= Child sexual abuse prevention programmes =

Child sexual abuse prevention programs are programs designed to lower the incidence of sexual abuse amongst those that access them. Programs can be provided to children and young people, those employed in childcare, people who would have otherwise have abused a young person, and situations where abuse can take place.

== Child sexual abuse prevention programs provided to children ==

Child sexual abuse prevention programs provided to children are said to be the most common type of primary prevention of child sexual abuse.

Child-focused, school-based sexual abuse prevention programs were first developed in the United States in the 1970s in response to growing concerns about the prevalence and effects of child sexual abuse. Studies had shown that offenders targeted children perceived as being more compliant and less likely to disclose any molestation. Such programs are now popular in America; one study suggests more children have been involved in such programs than not.

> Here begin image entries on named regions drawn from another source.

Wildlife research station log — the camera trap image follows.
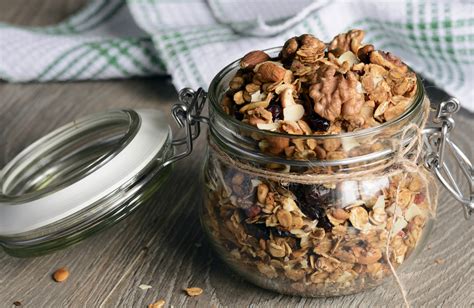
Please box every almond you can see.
[240,50,270,69]
[257,61,286,82]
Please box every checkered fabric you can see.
[0,0,474,111]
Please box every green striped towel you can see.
[0,0,474,111]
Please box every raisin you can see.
[290,184,335,230]
[267,104,282,121]
[244,224,270,240]
[307,113,331,132]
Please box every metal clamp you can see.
[164,88,209,165]
[424,98,474,218]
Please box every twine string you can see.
[210,97,438,307]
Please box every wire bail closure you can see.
[164,88,209,166]
[423,97,474,219]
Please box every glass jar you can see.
[0,110,173,257]
[169,49,474,297]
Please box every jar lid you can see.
[0,110,172,254]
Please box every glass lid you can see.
[0,110,172,238]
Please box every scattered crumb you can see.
[184,287,203,297]
[138,284,151,290]
[53,267,69,282]
[148,299,166,308]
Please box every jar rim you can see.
[208,46,425,140]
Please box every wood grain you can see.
[0,0,474,307]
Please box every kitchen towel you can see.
[0,0,474,111]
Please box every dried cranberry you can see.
[245,224,270,240]
[414,193,425,204]
[245,205,262,218]
[267,104,282,121]
[290,184,335,230]
[307,113,331,132]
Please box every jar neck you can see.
[209,91,429,172]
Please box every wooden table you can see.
[0,0,474,307]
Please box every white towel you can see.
[0,0,474,111]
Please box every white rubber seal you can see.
[0,110,170,236]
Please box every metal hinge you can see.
[164,88,209,165]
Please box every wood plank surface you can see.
[0,0,474,307]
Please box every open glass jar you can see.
[171,50,474,296]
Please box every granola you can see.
[221,30,417,160]
[202,154,430,296]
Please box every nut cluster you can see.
[221,30,417,135]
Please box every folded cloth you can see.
[0,0,474,111]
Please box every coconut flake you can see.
[392,217,408,234]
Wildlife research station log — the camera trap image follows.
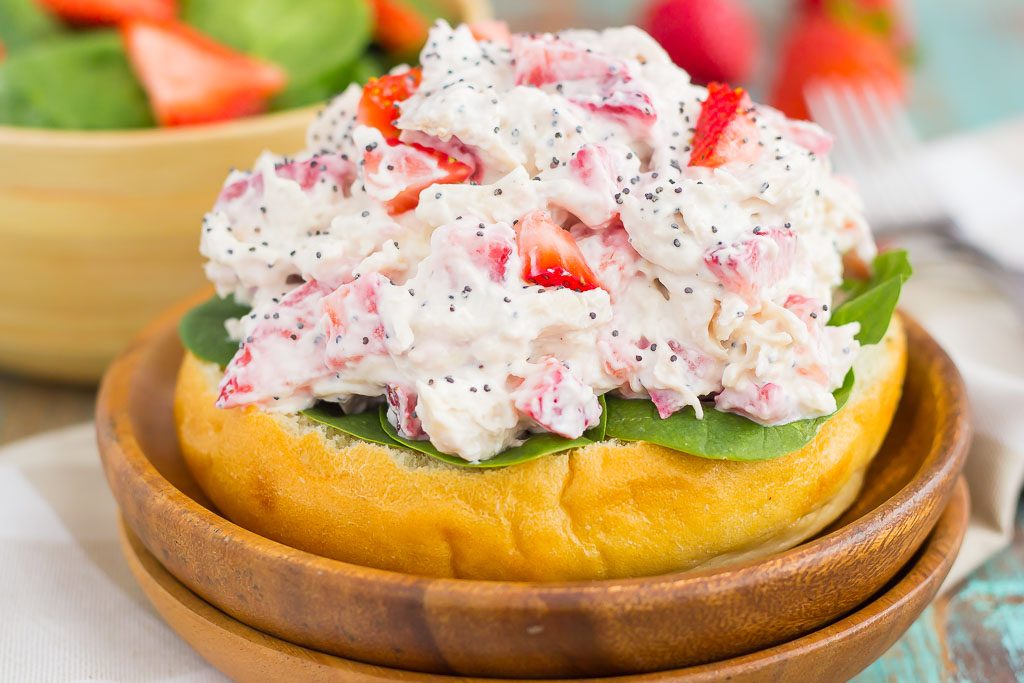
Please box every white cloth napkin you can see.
[0,122,1024,683]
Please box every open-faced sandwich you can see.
[175,23,909,581]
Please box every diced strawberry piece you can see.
[647,389,690,420]
[364,140,473,215]
[399,130,483,182]
[512,34,610,87]
[355,67,423,139]
[513,356,601,438]
[705,229,797,300]
[374,0,430,54]
[37,0,178,25]
[121,19,287,126]
[512,35,657,126]
[715,382,793,425]
[324,272,388,370]
[782,294,824,329]
[217,280,332,408]
[217,154,356,208]
[469,19,512,45]
[516,211,601,292]
[385,384,427,439]
[689,83,761,168]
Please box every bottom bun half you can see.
[175,316,906,581]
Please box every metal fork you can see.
[804,81,1024,318]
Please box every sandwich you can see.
[175,23,910,582]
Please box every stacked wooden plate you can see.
[96,302,970,681]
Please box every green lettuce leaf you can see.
[607,371,854,461]
[0,31,154,130]
[0,0,62,54]
[178,297,249,368]
[302,400,403,449]
[181,0,373,109]
[828,249,913,346]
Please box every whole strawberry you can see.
[640,0,760,83]
[769,13,906,119]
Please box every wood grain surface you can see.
[121,480,969,683]
[97,302,969,677]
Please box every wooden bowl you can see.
[121,479,970,683]
[0,0,489,382]
[96,301,970,677]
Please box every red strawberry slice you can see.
[121,19,287,126]
[514,356,601,438]
[516,211,601,292]
[364,140,473,216]
[689,83,759,168]
[355,67,423,139]
[324,272,388,370]
[217,154,355,208]
[705,229,797,300]
[385,384,427,439]
[217,280,332,409]
[512,35,657,126]
[374,0,430,54]
[38,0,178,25]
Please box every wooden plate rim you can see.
[119,477,970,683]
[96,292,971,604]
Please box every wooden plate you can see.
[121,480,969,683]
[96,301,970,677]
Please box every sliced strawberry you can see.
[355,67,423,139]
[513,356,601,438]
[385,384,427,439]
[374,0,430,54]
[364,140,473,215]
[469,19,512,45]
[37,0,178,25]
[217,280,332,410]
[689,83,760,168]
[121,19,286,126]
[216,154,355,209]
[715,382,794,425]
[324,272,388,371]
[516,211,601,292]
[512,34,657,126]
[705,229,797,300]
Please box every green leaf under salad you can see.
[181,0,373,110]
[0,0,62,54]
[607,371,853,461]
[178,296,250,368]
[302,401,403,449]
[828,249,913,345]
[0,31,154,130]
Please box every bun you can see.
[175,315,906,581]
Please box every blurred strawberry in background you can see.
[769,0,912,119]
[640,0,760,83]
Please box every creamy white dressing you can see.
[201,24,874,461]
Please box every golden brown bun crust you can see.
[175,317,906,581]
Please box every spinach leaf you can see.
[178,297,249,368]
[0,31,154,130]
[0,0,61,54]
[828,249,913,345]
[181,0,373,109]
[607,371,853,461]
[302,401,403,449]
[272,52,387,111]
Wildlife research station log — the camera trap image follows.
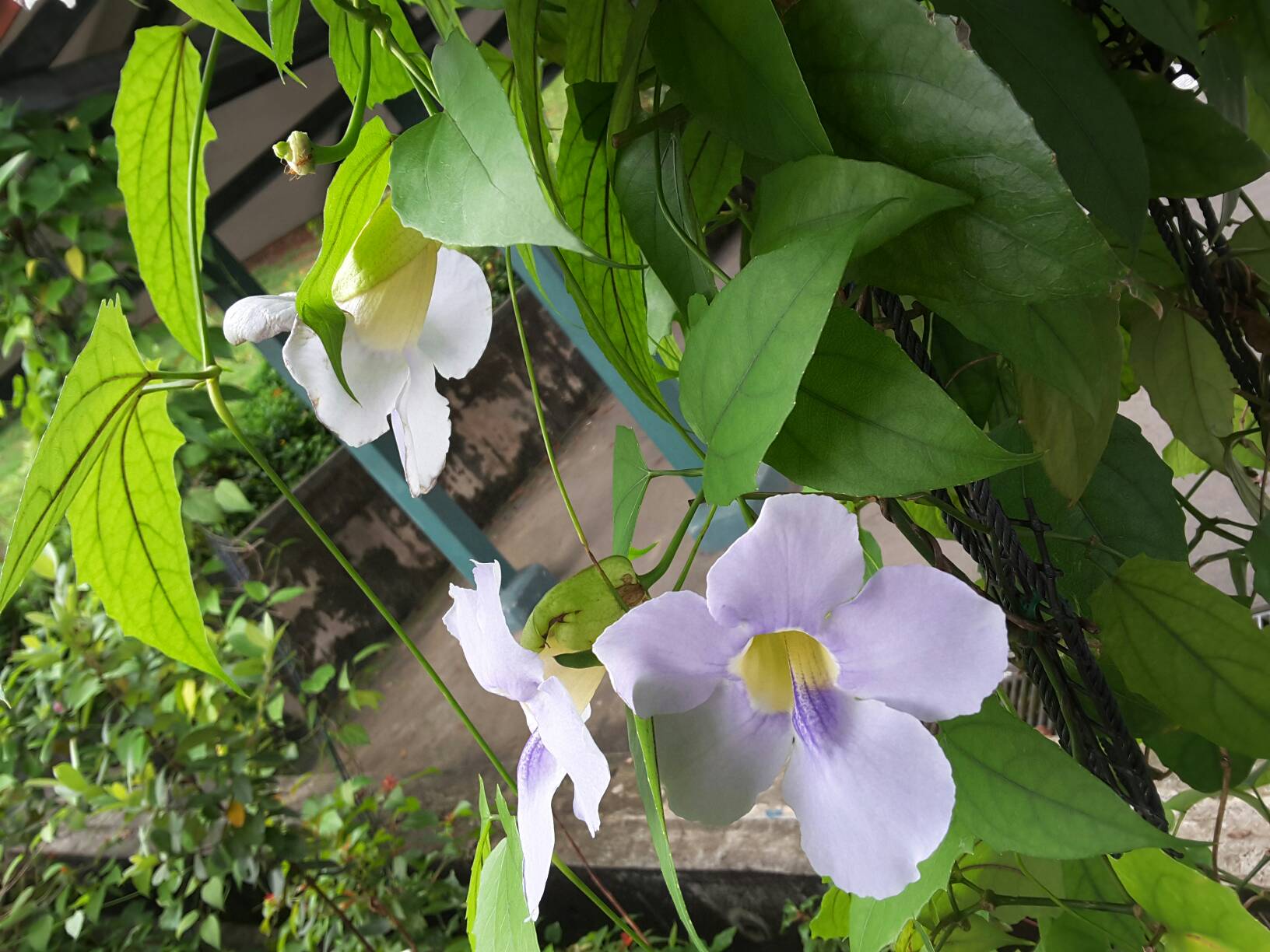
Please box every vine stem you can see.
[185,27,225,368]
[207,380,516,789]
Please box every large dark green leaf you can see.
[1113,70,1270,198]
[613,132,715,313]
[938,698,1172,859]
[388,32,587,251]
[1129,307,1234,468]
[679,224,872,506]
[767,310,1030,496]
[786,0,1120,305]
[1093,556,1270,757]
[556,82,668,415]
[647,0,833,163]
[940,296,1120,415]
[1111,849,1270,952]
[992,416,1186,605]
[937,0,1149,245]
[749,155,970,261]
[1113,0,1199,62]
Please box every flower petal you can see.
[419,247,493,380]
[592,592,749,717]
[392,350,450,496]
[221,291,299,344]
[440,562,542,702]
[521,680,609,836]
[282,321,409,446]
[706,495,865,637]
[822,565,1009,721]
[782,685,954,898]
[653,677,792,824]
[516,733,564,920]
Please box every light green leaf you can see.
[1129,307,1236,468]
[296,116,400,398]
[1111,70,1270,198]
[940,296,1120,414]
[613,426,653,556]
[1111,849,1270,952]
[171,0,289,72]
[111,26,216,355]
[938,698,1172,859]
[626,709,706,952]
[613,132,715,312]
[312,0,423,107]
[767,310,1031,496]
[647,0,833,163]
[564,0,635,82]
[0,302,149,608]
[786,0,1120,306]
[556,82,669,416]
[992,416,1186,609]
[265,0,300,71]
[749,155,971,261]
[681,118,746,222]
[67,380,233,685]
[851,815,974,952]
[390,33,586,257]
[1093,556,1270,757]
[937,0,1152,247]
[679,222,872,506]
[1115,0,1199,64]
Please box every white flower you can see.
[444,562,609,919]
[593,495,1007,898]
[225,201,493,496]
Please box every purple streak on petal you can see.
[784,688,954,898]
[706,495,865,637]
[516,733,564,919]
[592,592,749,717]
[822,565,1009,721]
[442,562,542,702]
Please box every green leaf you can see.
[681,118,746,222]
[626,709,706,952]
[851,815,974,952]
[472,789,539,952]
[938,0,1152,247]
[992,416,1186,608]
[1093,556,1270,757]
[612,132,715,313]
[808,886,854,940]
[938,698,1172,859]
[940,296,1120,414]
[767,314,1030,496]
[1111,849,1270,952]
[679,219,872,506]
[390,32,588,253]
[67,388,233,685]
[647,0,833,163]
[749,155,971,261]
[312,0,424,107]
[0,302,149,608]
[265,0,300,72]
[564,0,635,82]
[296,116,388,398]
[171,0,291,72]
[1111,70,1270,198]
[556,82,669,416]
[111,26,216,355]
[1129,307,1236,468]
[1115,0,1200,64]
[613,426,653,555]
[786,0,1120,306]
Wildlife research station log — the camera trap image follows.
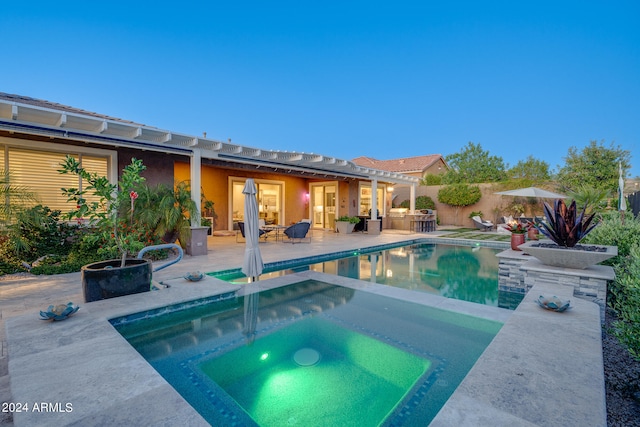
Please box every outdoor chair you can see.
[283,221,311,243]
[471,215,493,231]
[236,221,267,243]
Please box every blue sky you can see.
[0,0,640,176]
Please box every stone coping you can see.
[6,237,606,426]
[430,285,607,427]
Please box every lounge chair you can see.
[471,215,493,231]
[236,221,267,243]
[283,220,311,243]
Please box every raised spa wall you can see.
[496,249,615,318]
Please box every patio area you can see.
[0,230,606,426]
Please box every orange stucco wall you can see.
[174,162,358,230]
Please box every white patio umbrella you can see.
[618,162,627,212]
[495,187,567,199]
[242,178,264,282]
[242,178,264,343]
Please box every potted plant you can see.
[504,222,527,251]
[59,156,151,302]
[336,215,360,234]
[520,199,618,269]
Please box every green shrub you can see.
[420,173,442,186]
[609,245,640,360]
[580,211,640,265]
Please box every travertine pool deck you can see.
[0,232,606,426]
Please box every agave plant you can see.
[535,199,596,248]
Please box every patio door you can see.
[309,182,338,229]
[229,177,284,229]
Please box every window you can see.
[0,145,110,213]
[359,183,386,216]
[230,178,284,229]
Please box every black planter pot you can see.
[81,259,151,302]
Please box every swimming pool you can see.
[112,280,502,426]
[210,243,524,309]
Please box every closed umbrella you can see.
[242,178,264,343]
[242,178,264,282]
[495,187,567,199]
[618,162,627,211]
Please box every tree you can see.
[557,141,631,194]
[443,142,506,184]
[438,184,482,223]
[507,155,551,184]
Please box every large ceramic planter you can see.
[520,242,618,269]
[81,259,151,302]
[336,221,356,234]
[511,233,525,251]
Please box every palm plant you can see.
[135,181,199,249]
[535,199,597,248]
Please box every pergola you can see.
[0,93,419,221]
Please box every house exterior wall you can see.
[174,161,368,230]
[394,184,543,227]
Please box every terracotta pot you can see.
[511,233,525,251]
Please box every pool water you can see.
[211,243,524,309]
[112,280,502,426]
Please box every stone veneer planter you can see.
[518,242,618,269]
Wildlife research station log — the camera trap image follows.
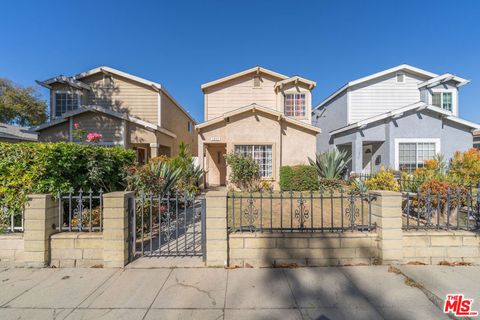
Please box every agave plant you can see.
[308,149,352,180]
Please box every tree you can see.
[0,78,47,126]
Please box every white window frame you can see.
[283,92,308,118]
[135,147,148,164]
[252,75,262,89]
[233,143,275,180]
[395,72,406,83]
[52,90,83,118]
[428,89,458,116]
[394,138,442,170]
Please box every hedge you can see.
[0,142,135,218]
[280,165,320,191]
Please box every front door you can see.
[206,145,227,187]
[363,145,373,174]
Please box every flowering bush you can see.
[413,179,469,212]
[87,132,103,142]
[365,167,400,191]
[448,148,480,184]
[72,122,103,143]
[0,142,135,227]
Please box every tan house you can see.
[0,122,38,142]
[35,67,198,163]
[195,67,320,188]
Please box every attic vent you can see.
[253,76,261,88]
[103,75,113,87]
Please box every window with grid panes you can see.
[235,145,273,178]
[284,93,305,117]
[432,92,453,111]
[55,92,80,117]
[398,142,436,172]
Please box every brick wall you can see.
[0,233,24,266]
[229,232,378,267]
[403,230,480,264]
[50,232,103,268]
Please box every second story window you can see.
[55,92,81,117]
[432,92,453,111]
[284,93,305,117]
[253,76,262,88]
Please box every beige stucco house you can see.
[195,67,320,188]
[34,67,198,163]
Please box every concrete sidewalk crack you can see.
[58,269,121,318]
[282,269,303,319]
[175,276,217,306]
[142,269,173,320]
[389,266,454,319]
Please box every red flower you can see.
[87,132,103,142]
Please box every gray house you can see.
[312,64,480,173]
[0,122,38,142]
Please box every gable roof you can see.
[0,123,38,141]
[195,103,322,133]
[32,105,177,138]
[312,64,438,111]
[418,73,470,88]
[201,66,290,90]
[330,102,480,135]
[275,76,317,90]
[37,66,197,123]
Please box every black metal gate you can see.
[130,193,205,258]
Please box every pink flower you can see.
[87,132,103,142]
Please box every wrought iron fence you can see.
[402,187,480,230]
[226,191,375,232]
[57,189,103,232]
[350,173,477,193]
[0,207,25,232]
[132,193,205,256]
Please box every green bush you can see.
[169,142,203,193]
[0,142,135,220]
[126,162,181,197]
[225,153,260,191]
[280,165,320,191]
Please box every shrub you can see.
[0,142,135,225]
[365,167,400,191]
[413,179,469,212]
[126,162,180,196]
[169,142,203,193]
[448,148,480,184]
[225,153,259,191]
[280,165,319,191]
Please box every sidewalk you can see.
[0,266,462,320]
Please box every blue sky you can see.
[0,0,480,122]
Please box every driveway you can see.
[0,266,464,320]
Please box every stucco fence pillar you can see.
[23,194,59,268]
[24,192,134,268]
[204,191,228,267]
[370,191,403,264]
[103,192,135,268]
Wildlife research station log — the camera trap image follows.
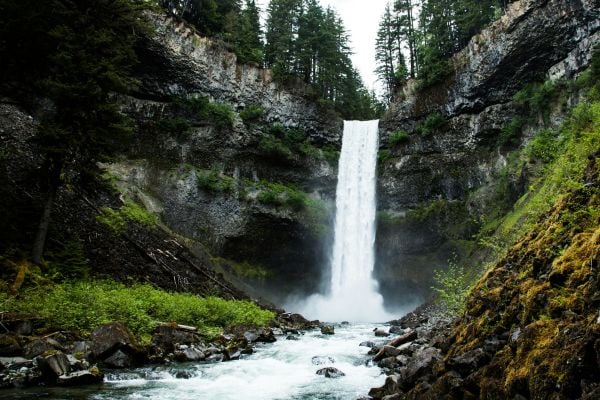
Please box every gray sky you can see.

Child-focused, school-based sexual abuse prevention programs aim to increase the knowledge and skills of children and to increase their confidence that they can do things to prevent abuse. Types of knowledge that programs try to improve include being able to identify abusers, potentially abusive situations, and boundary violations. Children are instructed in how to refuse approaches and invitations, break off interactions, and report abuse. It has been argued that the programs "empower" children to act against attempts at abuse by teaching that CSA is wrong and not the victim's fault, and by reinforcing children's right to say who can touch them and where. It is suggested this strategy strengthens their sense of control in a sexual conflict, confirms children's preference for harmless refusal strategies, and demonstrates that disclosing abuse can lead to getting help for both the victim and the offender. Some programs offer a safe and private context for children to talk to the teacher or trainer about incidents of abuse.